There were three of us who had graduated together from the same high school class half a century ago and subsequently went into medicine. University admission was the first major milestone in our lives, the one that would define and shape our future. We had celebrated the occasion, along with three other classmates who had gone into engineering, with a sumptuous meal and a generous libation of red wine. We embarked on our studies with the zeal of youth, dreaming about our specialties. Eventually, one of us chose psychiatry (or maybe psychiatry chose him), and I went for internal medicine, later focusing on pulmonology. By the beginning of the third year, George had declared his intent to pursue surgery. “I want to do something more than just palpate abdomens,” he used to say.
It was another New Year’s Eve back in 1976, when the youth choir to which I then belonged set out for a concert tour around Greece. We had a great time and enjoyed the singing and the hospitality provided in several cities. A few days later, we were on our return trip home. It was a long coach ride, and following the New Year abstinence from world affairs, I was engrossed in a days-old newspaper. As I was idly perusing the first page, my eyes caught a grim headline: “Med student collapses and dies at home.” As there had been similar occasions in the past, I looked for the details thinking, “Poor fellow!” when I realized with a nasty jolt that I was reading about George. Apparently, he had died while shaving on the very morning we had started our tour.

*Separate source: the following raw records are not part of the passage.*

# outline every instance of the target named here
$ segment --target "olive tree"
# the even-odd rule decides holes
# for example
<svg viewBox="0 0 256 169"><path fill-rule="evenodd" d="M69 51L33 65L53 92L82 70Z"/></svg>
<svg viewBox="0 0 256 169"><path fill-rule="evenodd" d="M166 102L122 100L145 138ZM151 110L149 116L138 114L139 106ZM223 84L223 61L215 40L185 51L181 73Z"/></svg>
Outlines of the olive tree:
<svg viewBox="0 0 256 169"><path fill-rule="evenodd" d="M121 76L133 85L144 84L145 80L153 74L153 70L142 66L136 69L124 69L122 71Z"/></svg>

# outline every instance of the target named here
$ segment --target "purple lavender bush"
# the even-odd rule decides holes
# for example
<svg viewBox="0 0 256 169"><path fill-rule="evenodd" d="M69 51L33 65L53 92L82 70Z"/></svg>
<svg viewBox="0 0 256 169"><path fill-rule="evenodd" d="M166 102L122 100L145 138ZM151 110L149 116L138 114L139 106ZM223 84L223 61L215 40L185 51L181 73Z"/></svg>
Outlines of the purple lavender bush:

I spent the rest of the trip with a heavy heart. On arriving home, I sought our mutual friend to find out what had happened. “I rang your home and was told you had left, and I did not want to spoil your enjoyment,” he said. Cell phones did not exist in those days, which was a blessing. As I learned, the postmortem had disclosed a previously unknown heart defect that had proved fatal. With the exception of our elderly grandparents, this was our first close brush with the reality of death.
Now, five decades later and approaching retirement—my psychiatrist colleague has already given up his clinical duties for good—I try to imagine what sort of surgeon George would have been. And every New Year’s Eve I wake up remembering his face. May he rest in peace.
ANTHONY PAPAGIANNIS is a practicing pulmonologist in Thessaloniki, Greece. He graduated from the Aristotle University of Thessaloniki Medical School. He trained in Internal Medicine in Greece and subsequently in the United Kingdom, and specialized in Pulmonary Medicine. He holds a postgraduate Diploma in Palliative Medicine from the University of Cardiff, Wales, United Kingdom, and has been postgraduate instructor in palliative medicine in the University of Thessaly, Larissa, Greece. He also edits the journal of the Thessaloniki Medical Association, and blogs regularly.